Le réseau Encore féministes ! a été le seul à protester face aux déclarations de Frédéric Mitterrand[1], nommé ministre de la Culture par Nicolas Sarkozy. On est typiquement face à des mâles blancs dominants qui se croient tout permis. C’est cela la domination. On se donne tous les droits, y compris ce qui est illégal. J’ai assisté au procès de Dominique Ambiel, conseiller de Jean-Pierre Rafarin, qui avait été interpellé dans sa voiture en pleine nuit avec une prostituée de 17 ans. Il niait l’évidence : il prétendait que la jeune femme était entrée dans sa voiture par erreur ! Sa femme, toute de blanc vêtue, s’est levée pour dire « Je crois mon mari. ». Le système protège ces hommes-là. Ils sont solidaires entre eux. En témoignent ces mots de Jacques Séguéla : « Que celui qui n’a jamais été aux putes lui jette la première pierre. »
La domination n’est pas le propre de l’être humain. L’instinct le plus puissant est la recherche de plaisir. Ce plaisir n’est-il pas plus intense s’il est partagé entre égaux ?
Comment peut-on mettre fin à la prostitution ?
J’ai rencontré 307 hommes pour de longs entretiens sur leur refus de la prostitution. Depuis les années 2000, je travaille sur les mentalités masculines et j’en conclus que l’enjeu est dans la manière dont on éduque les enfants à propos de la sexualité. Il y a trop peu de moyens, trop peu d’interventions : généralement en 3e et en 4e seulement, et on a à peine le temps de parler de contraception… Ainsi, les enquêtes montrent que beaucoup de femmes pensent que les hommes ont des besoins supérieurs aux leurs, et que c’est cela qui explique les viols. Il y a une autre constante, dans toutes les enquêtes, c’est que c’est le plus souvent l’homme qui est à l’initiative des rapports sexuels. Un homme qui considère l’autre comme son égale ne va pas formuler des demandes sexuelles si ce n’est pas le moment. Bien que l’on constate une évolution rapide de la société, celle-ci n’a pas touché tous les hommes.
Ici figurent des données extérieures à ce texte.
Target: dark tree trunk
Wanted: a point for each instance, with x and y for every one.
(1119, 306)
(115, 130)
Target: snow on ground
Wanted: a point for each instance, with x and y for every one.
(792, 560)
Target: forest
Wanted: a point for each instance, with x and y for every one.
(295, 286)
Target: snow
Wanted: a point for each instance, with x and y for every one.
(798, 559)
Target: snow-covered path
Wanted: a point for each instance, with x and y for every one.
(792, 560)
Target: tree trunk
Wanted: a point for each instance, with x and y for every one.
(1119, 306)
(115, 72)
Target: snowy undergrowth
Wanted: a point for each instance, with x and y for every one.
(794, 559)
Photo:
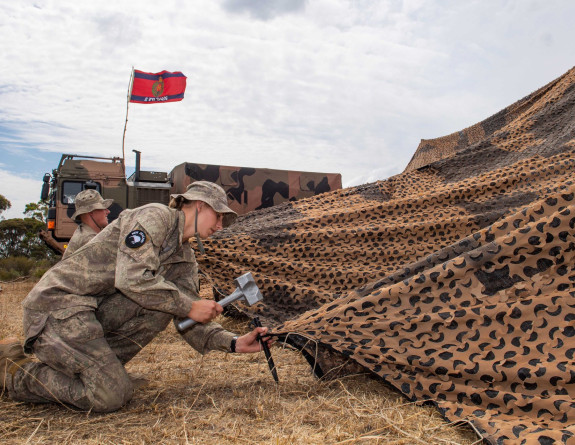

Le sexe n’est pas un droit. On dit que la prostitution est le plus vieux métier du monde, que ça a toujours existé, mais ce n’est pas une fatalité. On doit pouvoir se débarrasser de la prostitution comme on s’est débarrassé de l’esclavage. Aujourd’hui on condamne les actes barbares des esclavagistes ; dans quelques siècles, on ne comprendra pas qu’on ait pu faire subir à des êtres humains cette violence qu’est la prostitution.
Loin de signifier la liberté sexuelle, [le système prostitueur] nie la réciprocité des désirs. […] Un autre monde est possible, où le marché ne régnera pas en maître, où la valeur de l’humain sera supérieure à celle de l’argent
Voir la partie I : Des hommes disent non à la prostitution
Propos recueillis par Alexandra Nicolas
Pour signer le manifeste Zéromacho : zeromacho.wordpress.com/category/le-manifeste/
[1]« On peut prendre deux garçons, ou même plusieurs, aucune objection puisque la réponse est toujours : I want you happy. […] Tous ces rituels de foire aux éphèbes, de marché aux esclaves m’excitent énormément. » La Mauvaise Vie, récit autobiographique de Frédéric Mitterrand, publié en 2005. Ce passage traite de ses voyages à Bangkok…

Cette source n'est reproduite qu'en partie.